Some recent events:
Someone in my writers’ group brought in sections of his full-length play over the past few months whose set-up is this: in the future, old people will be eliminated because they are no longer of use to society. It’s satirical, it’s biting, it’s funny. And after a few scenes, it wasn’t my cup of tea. My mom, a widow, has had a rough few years (read between the lines: so have I). I had to move her first into assisted living and then six months later into a nursing home. In Florida. That would be the Florida that’s waaaaay far away from California, where I reside.
Many of the other writers and actors in attendance laughed all the way through but it just was salt in the wound for me. The writer did rewrite it (some of his changes seemed sparked by an observation I made about the passive wife in the piece, “So similarly, perhaps the Nazi wives had some thoughts about what their husbands were doing…”), and that provided better arguments for the other side, for which I give him major credit. But I still passed on going to see the full read-through and sent him an email explaining the situation with my mom.
Then a few weeks ago, another writer in our group brought in a short play set after the Civil War wherein a very graphic rape and murder were described. By the end, I had no idea what I was supposed to take away from the play, or what the characters learned or how they had an arc. In my comments, I gave the writer props for holding my attention the entire time, but I wondered for what purpose.
It’s true we can all write whatever we darn well want. I wouldn’t want anybody, even a fellow writer, telling me what or what not to write. But do we consider how much we might lose the audience with our subject matter or approach? Or do we just say frack the audience, I don’t care what they think or feel, I’m doing this for me.

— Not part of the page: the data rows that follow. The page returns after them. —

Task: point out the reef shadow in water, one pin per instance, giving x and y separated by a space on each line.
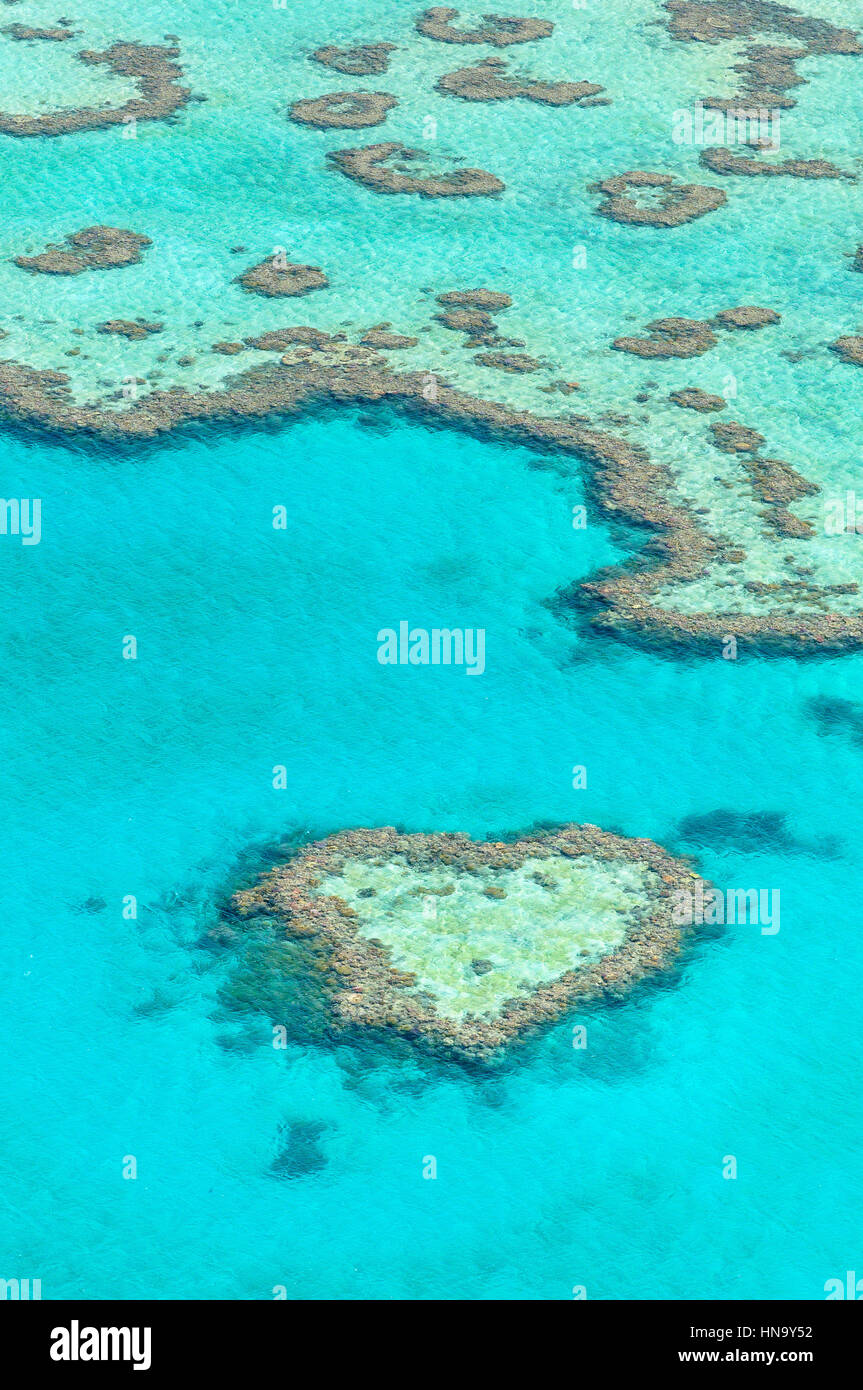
299 1153
752 833
834 715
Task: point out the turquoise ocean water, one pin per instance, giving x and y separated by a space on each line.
598 1168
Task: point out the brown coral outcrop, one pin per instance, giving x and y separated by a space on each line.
720 160
367 166
154 72
513 362
691 398
849 349
487 82
767 70
364 990
343 110
277 277
670 338
677 203
360 61
131 328
498 29
746 316
92 248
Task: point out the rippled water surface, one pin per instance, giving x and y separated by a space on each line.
257 647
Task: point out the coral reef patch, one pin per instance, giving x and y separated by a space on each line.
496 29
667 203
152 68
424 936
92 248
368 166
343 110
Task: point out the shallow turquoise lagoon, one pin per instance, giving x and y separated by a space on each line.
257 647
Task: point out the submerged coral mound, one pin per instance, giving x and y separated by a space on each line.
149 66
462 944
487 81
660 200
368 166
92 248
278 277
495 28
343 110
362 61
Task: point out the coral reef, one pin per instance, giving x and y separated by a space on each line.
343 110
676 205
507 362
132 330
154 74
277 277
670 338
723 161
692 398
92 248
423 936
767 71
849 349
367 166
627 602
360 61
496 29
487 82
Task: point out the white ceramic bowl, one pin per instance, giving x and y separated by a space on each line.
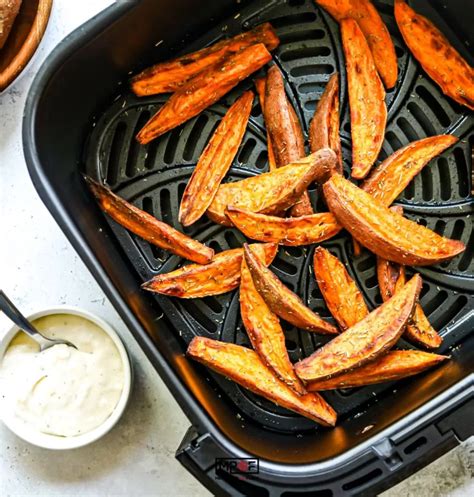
22 430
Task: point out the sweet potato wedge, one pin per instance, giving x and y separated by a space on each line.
384 232
281 300
171 75
203 90
440 60
391 277
221 275
245 367
395 365
375 31
366 99
285 130
324 127
148 227
393 175
339 290
290 231
215 161
265 332
273 192
260 85
366 340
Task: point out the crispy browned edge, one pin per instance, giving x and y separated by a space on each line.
340 292
245 367
395 365
215 160
374 29
393 175
324 127
260 84
285 130
203 90
170 75
396 238
221 275
391 277
282 193
364 342
289 231
281 300
443 63
148 227
368 110
265 332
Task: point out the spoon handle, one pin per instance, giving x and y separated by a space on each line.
7 306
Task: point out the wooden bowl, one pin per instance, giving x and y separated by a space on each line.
24 38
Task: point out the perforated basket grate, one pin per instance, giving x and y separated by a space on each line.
154 176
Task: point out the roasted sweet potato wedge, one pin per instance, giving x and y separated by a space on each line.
443 63
366 99
391 278
395 365
171 75
281 300
366 340
273 192
203 90
148 227
375 31
260 85
245 367
339 290
215 161
393 175
221 275
324 127
290 231
265 332
285 130
384 232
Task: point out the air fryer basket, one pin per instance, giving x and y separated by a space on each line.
384 432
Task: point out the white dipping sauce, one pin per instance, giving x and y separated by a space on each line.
62 391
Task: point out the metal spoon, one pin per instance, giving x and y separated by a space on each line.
17 317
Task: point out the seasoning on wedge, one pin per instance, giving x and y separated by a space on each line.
443 63
393 175
221 275
339 290
215 161
383 232
260 84
324 127
290 231
366 99
273 192
375 31
148 227
203 90
366 340
391 278
285 130
245 367
265 332
281 300
395 365
171 75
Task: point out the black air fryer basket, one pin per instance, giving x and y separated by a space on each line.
80 116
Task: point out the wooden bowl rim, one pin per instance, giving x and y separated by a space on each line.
30 45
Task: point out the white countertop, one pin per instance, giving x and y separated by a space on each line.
39 268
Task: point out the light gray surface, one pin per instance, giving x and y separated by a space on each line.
38 268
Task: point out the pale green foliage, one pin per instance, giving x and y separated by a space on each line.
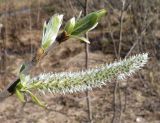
50 30
74 28
69 82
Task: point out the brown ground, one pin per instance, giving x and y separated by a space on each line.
140 94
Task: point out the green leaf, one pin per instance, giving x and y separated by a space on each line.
101 13
22 68
84 24
20 95
70 25
81 38
88 22
50 30
35 99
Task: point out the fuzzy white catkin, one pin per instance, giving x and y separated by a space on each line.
70 82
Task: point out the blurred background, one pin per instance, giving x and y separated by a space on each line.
130 27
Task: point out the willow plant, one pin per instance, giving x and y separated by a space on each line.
70 82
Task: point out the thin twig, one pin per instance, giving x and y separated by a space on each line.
86 66
121 26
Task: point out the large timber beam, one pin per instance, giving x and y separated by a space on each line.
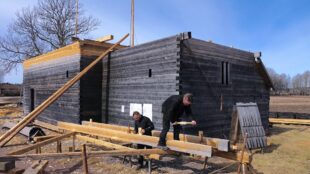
217 143
55 156
101 143
185 147
40 144
235 155
6 137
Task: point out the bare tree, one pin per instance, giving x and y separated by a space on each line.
1 75
47 26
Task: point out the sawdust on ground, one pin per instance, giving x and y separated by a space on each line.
298 104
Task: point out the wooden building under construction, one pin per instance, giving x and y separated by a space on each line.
142 77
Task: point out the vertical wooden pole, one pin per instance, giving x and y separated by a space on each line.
221 107
242 152
76 16
132 23
59 150
200 134
85 166
73 143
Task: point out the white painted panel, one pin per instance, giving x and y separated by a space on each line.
147 111
123 108
135 107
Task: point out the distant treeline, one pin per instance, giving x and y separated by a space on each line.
7 89
287 85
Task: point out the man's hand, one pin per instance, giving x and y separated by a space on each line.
194 122
142 131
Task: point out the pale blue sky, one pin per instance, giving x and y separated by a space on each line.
278 28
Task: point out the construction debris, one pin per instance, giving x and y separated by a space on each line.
29 131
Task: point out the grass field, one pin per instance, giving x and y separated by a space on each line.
288 151
298 104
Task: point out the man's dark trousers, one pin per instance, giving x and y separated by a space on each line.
165 130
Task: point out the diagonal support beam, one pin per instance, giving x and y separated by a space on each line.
55 156
40 144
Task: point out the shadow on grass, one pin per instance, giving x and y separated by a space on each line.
268 149
276 130
184 163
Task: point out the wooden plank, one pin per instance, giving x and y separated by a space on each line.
42 138
185 147
46 126
40 144
6 137
84 156
36 168
101 142
105 38
289 121
233 155
217 143
55 156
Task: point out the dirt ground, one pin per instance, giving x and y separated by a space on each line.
288 152
298 104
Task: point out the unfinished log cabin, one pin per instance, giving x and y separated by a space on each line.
140 78
44 74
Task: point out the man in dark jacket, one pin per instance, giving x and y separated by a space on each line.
146 126
172 109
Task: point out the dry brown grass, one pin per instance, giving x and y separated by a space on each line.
289 151
298 104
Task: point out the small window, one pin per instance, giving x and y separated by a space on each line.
150 72
225 73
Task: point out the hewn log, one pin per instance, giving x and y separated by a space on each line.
55 156
217 143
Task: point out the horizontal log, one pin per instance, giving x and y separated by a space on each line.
185 147
220 144
43 143
289 121
101 142
55 156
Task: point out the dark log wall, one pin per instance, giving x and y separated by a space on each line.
201 74
45 78
126 79
91 89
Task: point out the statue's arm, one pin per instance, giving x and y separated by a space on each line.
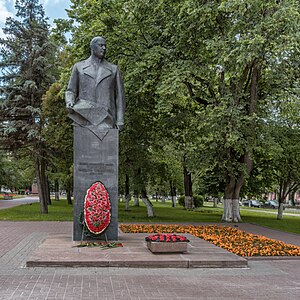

I tend to come down on the side of WE’RE IN THIS TOGETHER, me and the audience. I have a journey I want them to witness, to understand to some degree.
I think those two guys in my group care about what the audience response is, otherwise they wouldn’t be in a writers group where feedback is a part of the process. But they can’t tailor their work for just me, because my taste isn’t their taste. It’s an interesting line to walk.
And then there was this event:
Some friends and acquaintances went to see the movie The Kids Are All Right. I saw angry email subject lines from some of them and chose not to open those emails so I could see the movie with fresh eyes. But one of my closest friends walked out of the movie. I was stunned. Then I went to see it, and I and the friends who went with me that afternoon, loved it. So I was even more stunned. Yeah, all of the adult characters have major flaws and make bad choices. But they all learn something by the end. That to me makes an interesting journey and good drama. But perhaps my friend reacted for a deep reason I don’t understand (we haven’t talked about the movie yet). Maybe the movie hit her the way the play about snuffing out the elderly hit me.